This is a fix for the ATMEL TPM crash bug reported in
https://patchwork.kernel.org/project/linux-integrity/patch/20200926223150.109645-1-hao.wu@rubrik.com/

According to the discussions in the original thread,
we don't want to revert the timeout of wait_for_tpm_stat
for non-ATMEL chips, which brings back the performance cost.
For investigation and analysis of why wait_for_tpm_stat
caused the issue, and how the regression was introduced,
please read the original thread above.

Thus the proposed fix here is to only revert the timeout
for ATMEL chips by checking the vendor ID.

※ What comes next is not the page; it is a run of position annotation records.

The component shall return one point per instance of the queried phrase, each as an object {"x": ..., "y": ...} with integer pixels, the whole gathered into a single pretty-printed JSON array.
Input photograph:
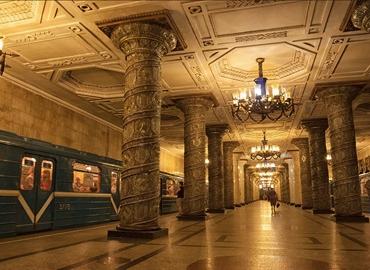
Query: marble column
[
  {"x": 229, "y": 173},
  {"x": 287, "y": 188},
  {"x": 246, "y": 184},
  {"x": 194, "y": 109},
  {"x": 319, "y": 166},
  {"x": 144, "y": 45},
  {"x": 338, "y": 104},
  {"x": 237, "y": 199},
  {"x": 305, "y": 171},
  {"x": 216, "y": 168}
]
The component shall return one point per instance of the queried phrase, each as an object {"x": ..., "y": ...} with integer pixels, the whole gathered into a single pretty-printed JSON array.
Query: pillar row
[
  {"x": 194, "y": 109},
  {"x": 144, "y": 45},
  {"x": 229, "y": 173},
  {"x": 216, "y": 168},
  {"x": 338, "y": 102},
  {"x": 319, "y": 166},
  {"x": 305, "y": 171}
]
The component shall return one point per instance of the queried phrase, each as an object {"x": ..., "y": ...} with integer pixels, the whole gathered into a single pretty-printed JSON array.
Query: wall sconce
[{"x": 328, "y": 159}]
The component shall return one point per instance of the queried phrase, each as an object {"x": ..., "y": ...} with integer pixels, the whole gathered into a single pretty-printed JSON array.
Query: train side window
[
  {"x": 28, "y": 173},
  {"x": 86, "y": 178},
  {"x": 46, "y": 180},
  {"x": 114, "y": 182}
]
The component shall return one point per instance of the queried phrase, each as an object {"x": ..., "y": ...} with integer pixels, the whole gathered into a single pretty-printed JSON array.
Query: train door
[
  {"x": 115, "y": 188},
  {"x": 36, "y": 186}
]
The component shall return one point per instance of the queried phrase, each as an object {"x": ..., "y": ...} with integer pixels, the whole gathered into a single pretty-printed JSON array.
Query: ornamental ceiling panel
[
  {"x": 58, "y": 47},
  {"x": 221, "y": 22}
]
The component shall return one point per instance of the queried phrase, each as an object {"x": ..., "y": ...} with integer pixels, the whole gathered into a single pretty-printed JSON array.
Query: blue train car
[{"x": 45, "y": 186}]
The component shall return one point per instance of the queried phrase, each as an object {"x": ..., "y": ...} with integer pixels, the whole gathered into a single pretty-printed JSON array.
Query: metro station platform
[{"x": 245, "y": 238}]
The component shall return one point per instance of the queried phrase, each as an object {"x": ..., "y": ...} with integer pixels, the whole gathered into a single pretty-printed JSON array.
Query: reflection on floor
[{"x": 245, "y": 238}]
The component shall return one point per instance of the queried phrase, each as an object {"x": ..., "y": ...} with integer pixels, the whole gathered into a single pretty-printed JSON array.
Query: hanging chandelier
[
  {"x": 265, "y": 151},
  {"x": 262, "y": 103},
  {"x": 266, "y": 165}
]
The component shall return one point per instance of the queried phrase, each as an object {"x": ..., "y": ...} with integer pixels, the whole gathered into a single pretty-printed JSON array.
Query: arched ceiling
[{"x": 66, "y": 55}]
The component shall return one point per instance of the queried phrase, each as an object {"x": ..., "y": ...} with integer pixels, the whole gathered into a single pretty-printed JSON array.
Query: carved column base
[
  {"x": 149, "y": 234},
  {"x": 322, "y": 211},
  {"x": 192, "y": 217},
  {"x": 216, "y": 210},
  {"x": 359, "y": 219}
]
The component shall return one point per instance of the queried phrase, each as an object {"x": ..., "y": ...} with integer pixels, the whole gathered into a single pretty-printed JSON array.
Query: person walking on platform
[{"x": 272, "y": 197}]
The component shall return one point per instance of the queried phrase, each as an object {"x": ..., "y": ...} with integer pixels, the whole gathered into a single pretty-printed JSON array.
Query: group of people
[{"x": 272, "y": 198}]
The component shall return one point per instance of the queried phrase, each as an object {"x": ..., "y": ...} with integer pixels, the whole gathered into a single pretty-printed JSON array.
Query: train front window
[
  {"x": 28, "y": 173},
  {"x": 46, "y": 178},
  {"x": 86, "y": 178}
]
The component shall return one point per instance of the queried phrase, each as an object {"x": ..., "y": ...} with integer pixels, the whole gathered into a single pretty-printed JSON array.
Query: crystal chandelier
[
  {"x": 265, "y": 151},
  {"x": 262, "y": 103},
  {"x": 266, "y": 165}
]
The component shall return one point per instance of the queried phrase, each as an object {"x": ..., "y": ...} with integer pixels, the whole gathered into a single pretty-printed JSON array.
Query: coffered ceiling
[{"x": 65, "y": 55}]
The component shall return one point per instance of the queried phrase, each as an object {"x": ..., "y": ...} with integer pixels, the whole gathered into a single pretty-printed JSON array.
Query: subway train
[{"x": 45, "y": 186}]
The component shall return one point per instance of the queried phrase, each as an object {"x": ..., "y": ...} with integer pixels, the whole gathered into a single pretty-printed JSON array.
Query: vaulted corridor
[{"x": 248, "y": 237}]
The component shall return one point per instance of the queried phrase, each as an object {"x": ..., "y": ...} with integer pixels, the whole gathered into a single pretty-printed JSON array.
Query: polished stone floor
[{"x": 245, "y": 238}]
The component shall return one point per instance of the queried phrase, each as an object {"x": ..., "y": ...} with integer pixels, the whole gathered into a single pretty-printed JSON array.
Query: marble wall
[{"x": 34, "y": 116}]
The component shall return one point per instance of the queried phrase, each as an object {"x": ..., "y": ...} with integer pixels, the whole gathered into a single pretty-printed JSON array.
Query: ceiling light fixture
[
  {"x": 266, "y": 165},
  {"x": 265, "y": 151},
  {"x": 261, "y": 104}
]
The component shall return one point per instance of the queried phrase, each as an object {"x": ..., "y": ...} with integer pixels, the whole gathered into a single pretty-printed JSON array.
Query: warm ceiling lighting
[
  {"x": 265, "y": 151},
  {"x": 328, "y": 159},
  {"x": 265, "y": 165},
  {"x": 263, "y": 103},
  {"x": 2, "y": 56}
]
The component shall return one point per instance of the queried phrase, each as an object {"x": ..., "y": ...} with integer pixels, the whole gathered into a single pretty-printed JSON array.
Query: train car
[{"x": 45, "y": 186}]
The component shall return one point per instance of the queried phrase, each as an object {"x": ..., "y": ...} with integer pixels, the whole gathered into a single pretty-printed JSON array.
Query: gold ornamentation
[{"x": 144, "y": 45}]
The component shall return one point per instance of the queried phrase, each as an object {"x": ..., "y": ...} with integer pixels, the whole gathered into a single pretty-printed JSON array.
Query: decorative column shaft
[
  {"x": 305, "y": 171},
  {"x": 237, "y": 193},
  {"x": 216, "y": 168},
  {"x": 194, "y": 109},
  {"x": 338, "y": 103},
  {"x": 319, "y": 166},
  {"x": 229, "y": 173},
  {"x": 144, "y": 45},
  {"x": 246, "y": 184}
]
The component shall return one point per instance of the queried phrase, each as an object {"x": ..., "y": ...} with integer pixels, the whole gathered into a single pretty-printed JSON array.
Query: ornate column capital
[
  {"x": 315, "y": 124},
  {"x": 218, "y": 129},
  {"x": 143, "y": 37},
  {"x": 361, "y": 16},
  {"x": 301, "y": 143},
  {"x": 230, "y": 145}
]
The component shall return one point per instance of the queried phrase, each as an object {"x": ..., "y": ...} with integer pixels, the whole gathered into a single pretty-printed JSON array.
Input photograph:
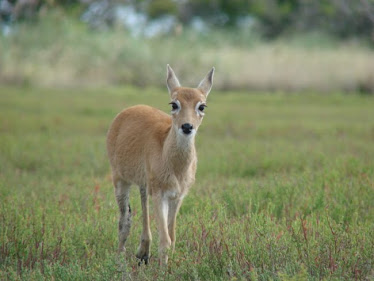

Signed-off-by: Hao Wu <hao.wu@rubrik.com>
Fixes: 9f3fc7bcddcb ("tpm: replace msleep() with usleep_range() in TPM 1.2/2.0 generic drivers")
---
Test Plan:
- Run fixed kernel with ATMEL TPM chips and see crash
has been fixed.
- Run fixed kernel with non-ATMEL TPM chips, and confirm
the timeout has not been changed.

 drivers/char/tpm/tpm.h          |  9 ++++++++-
 drivers/char/tpm/tpm_tis_core.c | 19 +++++++++++++++++--
 include/linux/tpm.h             |  2 ++
 3 files changed, 27 insertions(+), 3 deletions(-)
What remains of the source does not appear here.